PCV.— El siglo XVIII fue el momento en que la razón inundó de optimismo a los burgueses e intelectuales europeos. La corriente intelectual de la Ilustración tuvo en los philosophes franceses —Rousseau, Montesquieu y compañía— a sus mejores promotores, aún cuando la divisa de las Luces fue inmortalizada por Kant cuando arengó a sus interlocutores para que salieran de la minoría de edad y se valieran por sí mismos: la garantía de progreso permanente de la humanidad aseguraría un bienestar futuro insoslayable.
Pero el emblema de la Ilustración, el racionalismo científico heredero de Newton y Descartes, precisó de altos grados de impaciencia y desasosiego. «Una nueva humanidad sale a buscarse a sí misma —propone Michel Vovelle en su prólogo a El hombre de la Ilustración—, más avisada y también más inquieta»[i]. Este ímpetu reformador es, precisamente, uno de los catalizadores de la respuesta conservadora de las Luces: el Romanticismo, «la gran transformación de la conciencia de Occidente»[ii], en el decir de Isaiah Berlin.
La gélida racionalidad del siglo XVIII convocó a poetas que con su pluma reflejaron el anhelo por un retorno al pasado y enarbolaron la bandera de la nostalgia. El alemán Friedrich von Hardenberg, más conocido como Novalis, fue discípulo de Schiller y un gran relator de melancolías entrelazadas en una comunión mística y vaporosa con Dios:
«Por todas partes ahora brota
Sangre más noble y encendida;
Dios, para darnos paz eterna,
Se hunde en el mar de nuestra vida».
En este poema, “Lejos, al este…”, todo deja traslucir la nostalgia por la infinitud inabarcable. Incluso el título de la composición finaliza con puntos suspensivos, como si quisiera advertirnos, de entrada, sobre la incertidumbre futura. Sumado al enlace entre hombre y Dios, el poeta invoca la unidad religiosa ya extinta, un pasado cristiano arrasado por las ideologías, pero que aún puede ser preservado:
«Del jardín claro del Señor
Cuida ahora bien capullo y flor».
La religión organizada emprendía su retirada y Novalis lo sabía. Vanos serían los intentos por conciliar fe y razón.
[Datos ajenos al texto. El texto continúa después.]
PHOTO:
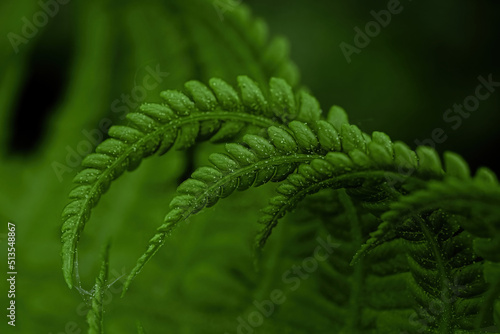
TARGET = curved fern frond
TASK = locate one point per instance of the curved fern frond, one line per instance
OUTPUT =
(329, 153)
(217, 113)
(254, 162)
(364, 163)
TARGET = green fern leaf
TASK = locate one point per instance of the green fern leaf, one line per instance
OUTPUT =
(217, 113)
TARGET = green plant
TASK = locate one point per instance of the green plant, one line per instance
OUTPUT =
(401, 219)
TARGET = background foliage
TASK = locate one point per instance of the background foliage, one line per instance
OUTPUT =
(66, 78)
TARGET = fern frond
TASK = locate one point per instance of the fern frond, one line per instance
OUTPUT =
(476, 198)
(254, 162)
(217, 113)
(362, 163)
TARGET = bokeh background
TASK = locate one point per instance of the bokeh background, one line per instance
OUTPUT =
(65, 79)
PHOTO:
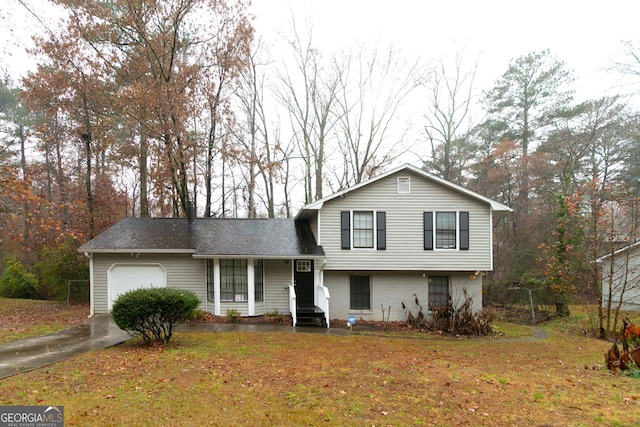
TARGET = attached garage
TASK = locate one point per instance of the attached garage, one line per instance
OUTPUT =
(125, 277)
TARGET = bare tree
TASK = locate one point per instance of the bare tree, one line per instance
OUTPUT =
(448, 120)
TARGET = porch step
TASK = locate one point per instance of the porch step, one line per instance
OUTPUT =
(310, 317)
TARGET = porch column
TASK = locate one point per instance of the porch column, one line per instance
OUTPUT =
(216, 286)
(251, 288)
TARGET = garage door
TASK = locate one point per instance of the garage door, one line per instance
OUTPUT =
(123, 278)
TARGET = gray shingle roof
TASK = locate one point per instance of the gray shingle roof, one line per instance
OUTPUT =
(209, 236)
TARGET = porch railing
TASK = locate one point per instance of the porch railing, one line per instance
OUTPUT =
(292, 303)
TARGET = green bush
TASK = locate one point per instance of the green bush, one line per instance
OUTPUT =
(16, 281)
(154, 313)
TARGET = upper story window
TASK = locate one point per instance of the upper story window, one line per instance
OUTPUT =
(363, 229)
(446, 230)
(438, 291)
(404, 185)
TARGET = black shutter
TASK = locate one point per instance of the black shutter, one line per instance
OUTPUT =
(381, 225)
(464, 231)
(345, 229)
(428, 231)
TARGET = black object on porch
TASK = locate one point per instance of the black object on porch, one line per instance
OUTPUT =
(310, 316)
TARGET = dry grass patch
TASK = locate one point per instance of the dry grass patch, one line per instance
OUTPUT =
(27, 318)
(264, 379)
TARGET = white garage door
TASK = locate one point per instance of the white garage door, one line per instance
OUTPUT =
(123, 278)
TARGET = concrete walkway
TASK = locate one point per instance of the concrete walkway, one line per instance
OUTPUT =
(101, 332)
(32, 353)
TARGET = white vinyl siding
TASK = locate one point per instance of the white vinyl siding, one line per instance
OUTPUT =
(277, 279)
(390, 288)
(404, 228)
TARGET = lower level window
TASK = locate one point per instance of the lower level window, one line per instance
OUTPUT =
(233, 280)
(438, 291)
(258, 277)
(360, 290)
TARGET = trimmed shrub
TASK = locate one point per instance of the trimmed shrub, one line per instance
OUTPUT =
(460, 320)
(57, 266)
(153, 313)
(16, 281)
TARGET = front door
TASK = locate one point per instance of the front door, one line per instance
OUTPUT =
(303, 277)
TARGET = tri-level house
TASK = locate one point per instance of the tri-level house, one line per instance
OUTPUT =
(362, 252)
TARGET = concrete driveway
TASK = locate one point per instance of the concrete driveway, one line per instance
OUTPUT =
(32, 353)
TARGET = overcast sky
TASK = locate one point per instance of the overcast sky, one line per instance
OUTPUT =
(587, 35)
Imbuido de un espíritu anticientífico, el poeta inunda sus versos de afectos y sentimientos, como si fuese un cuento alegórico «repleto de referencias místicas y veladas», como recuerda Berlin.
«Deja que lleve sus pupilas
A lo más hondo de tu alma,
Para que siéntaste invadido
De su inefable e inmensa calma».
No es la ciencia ni la razón las que pueden solucionar nuestros problemas o sanar los males del espíritu: es la búsqueda interior, como el constante retorno a su hogar del que hablaba Novalis. Su poema “Voy hacia unos Prados…” —nuevamente los puntos suspensivos— hablan, también, de este viaje donde las palabras «alma», «espíritu», «paz» y «Éter» son compañeros incondicionales:
«Voy hacia unos Prados:
Do las penas son
De puros encantos
El dulce aguijón».
La añoranza de un viaje místico, extraño y ajeno fue una demanda de Novalis y otros románticos que vieron una oscuridad atemorizante en el racionalismo ilustrado que, en términos menos poéticos y más coloquiales, «parecía demasiado bueno para ser cierto».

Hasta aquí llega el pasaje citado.